On an assignment to Afram Plains in North District, Eastern Region, I had the opportunity to interact with a very brilliant child and his family in the Kwasi Addae Community.

Staff: What’s your name?

Child: My name is Kabiru. It’s spelt like this “K-A-B-I-R-U  and I am in class 2.

Staff: What’s the name of the School you attend?

Child: Kwasi Addae D.A Primary School

Staff: I heard you are an active member of the reading club in this community. How did you join the club?

Child: Most of my classmates are in the reading organised by World Vision so I decided to join.

Staff: How many times in a week do you attend the camp?

Child: I have been attending reading camp twice in a week; Tuesdays and Sundays.

Staff: What do they teach you at the camp?

Child: They teach us how to spell and pronounce words. They help us to join letters to become words like “Me + ba = meba” and we do reading exercises in our own dialect too with some other activities.

Staff: I can see colourful cards and nice drawings here. How did you put all these together?

Child: The reading club sometimes gives us learning materials like cardboards and big colour papers. My friend Sammed, helped me to draw letters, animals and drums and I paste it on the wall.

Staff: So what’s this place and what’s the motive for developing this place?

Child: This is called the reading corner. With the help of Sammed, we decided to decorate this place just like the classroom so that if I want to study or read, I will come here. This place is very quiet.  

Staff: How do you get these books to read? 

Child: The reading camp has book banks so we get the books from the book banks and return them after we have finished reading. Then we request for another one. Our facilitator gives us assignment too.

Staff: What’s your favourite story book?

Child: My favourite book in the reading clubs is "Me bɔɔlo” - It means my ball.

Staff: What do you want to become in the future?

Child: I want to be a soldier. Because I want to protect my country and my community and I want to take care of my mother when I grow up.

When I was Kabiru’s age, I couldn’t even recite the alphabet in my local language.
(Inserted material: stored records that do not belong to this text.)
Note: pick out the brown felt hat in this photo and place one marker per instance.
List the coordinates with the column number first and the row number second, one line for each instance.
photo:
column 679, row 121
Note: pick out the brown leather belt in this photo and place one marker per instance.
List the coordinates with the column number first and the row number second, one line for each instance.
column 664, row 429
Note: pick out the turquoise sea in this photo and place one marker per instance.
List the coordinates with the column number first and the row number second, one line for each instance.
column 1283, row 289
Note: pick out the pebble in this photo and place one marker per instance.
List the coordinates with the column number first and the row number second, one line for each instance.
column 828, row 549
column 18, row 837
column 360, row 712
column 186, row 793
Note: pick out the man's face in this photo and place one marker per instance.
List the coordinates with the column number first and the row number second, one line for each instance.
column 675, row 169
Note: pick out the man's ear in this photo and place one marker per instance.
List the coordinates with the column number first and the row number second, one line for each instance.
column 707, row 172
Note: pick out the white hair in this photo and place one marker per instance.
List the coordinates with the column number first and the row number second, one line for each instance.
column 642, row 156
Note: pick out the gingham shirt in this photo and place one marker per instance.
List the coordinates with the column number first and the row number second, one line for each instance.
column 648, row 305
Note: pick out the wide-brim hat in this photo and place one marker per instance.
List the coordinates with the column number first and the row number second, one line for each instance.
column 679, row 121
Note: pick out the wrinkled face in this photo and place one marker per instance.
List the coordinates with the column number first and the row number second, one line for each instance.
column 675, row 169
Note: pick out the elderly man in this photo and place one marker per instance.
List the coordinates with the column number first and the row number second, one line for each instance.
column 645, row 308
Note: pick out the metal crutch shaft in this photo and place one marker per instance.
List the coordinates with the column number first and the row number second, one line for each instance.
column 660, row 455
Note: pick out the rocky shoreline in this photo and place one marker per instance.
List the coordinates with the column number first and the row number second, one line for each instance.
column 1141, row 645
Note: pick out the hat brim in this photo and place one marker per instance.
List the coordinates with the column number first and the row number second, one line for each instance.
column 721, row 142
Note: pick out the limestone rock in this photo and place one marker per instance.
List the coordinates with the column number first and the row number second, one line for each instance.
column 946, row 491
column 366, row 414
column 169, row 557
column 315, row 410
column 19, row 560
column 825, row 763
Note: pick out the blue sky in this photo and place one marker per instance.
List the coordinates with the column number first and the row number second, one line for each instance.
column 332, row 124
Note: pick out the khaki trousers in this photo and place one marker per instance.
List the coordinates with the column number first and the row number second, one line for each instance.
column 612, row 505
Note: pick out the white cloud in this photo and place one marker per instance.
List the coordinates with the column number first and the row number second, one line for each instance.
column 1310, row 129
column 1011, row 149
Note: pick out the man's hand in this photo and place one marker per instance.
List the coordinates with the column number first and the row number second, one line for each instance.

I was stunned how he could read so easily and had to invite his dad to the conversation.

Staff: Ever since your son joined the reading club, have you noticed any sign of improvement?

Dad: My son wasn't able to even recite the alphabet and pronounce words but since he joined, he has been able pronounce words and I can testify that his confidence level has also improved way beyond my imagination.

Staff: Kabiru wants to become a soldier when he grows up. What do you have to say about that?

Dad: I always pray for him and I will help my son with all I’ve got to be able to achieve his dream. World Vision has helped children in this community a lot.

Staff: Kabiru, my last words to you is to keep learning, focus, pray and whatever you want to do, do it with passion and from your heart. What do you also have to say?

Child: I want to say a big thank you to my facilitator and World Vision for helping me improve upon my reading skills. My friend Sammed has also been an inspiration to me. Thank you Sammed.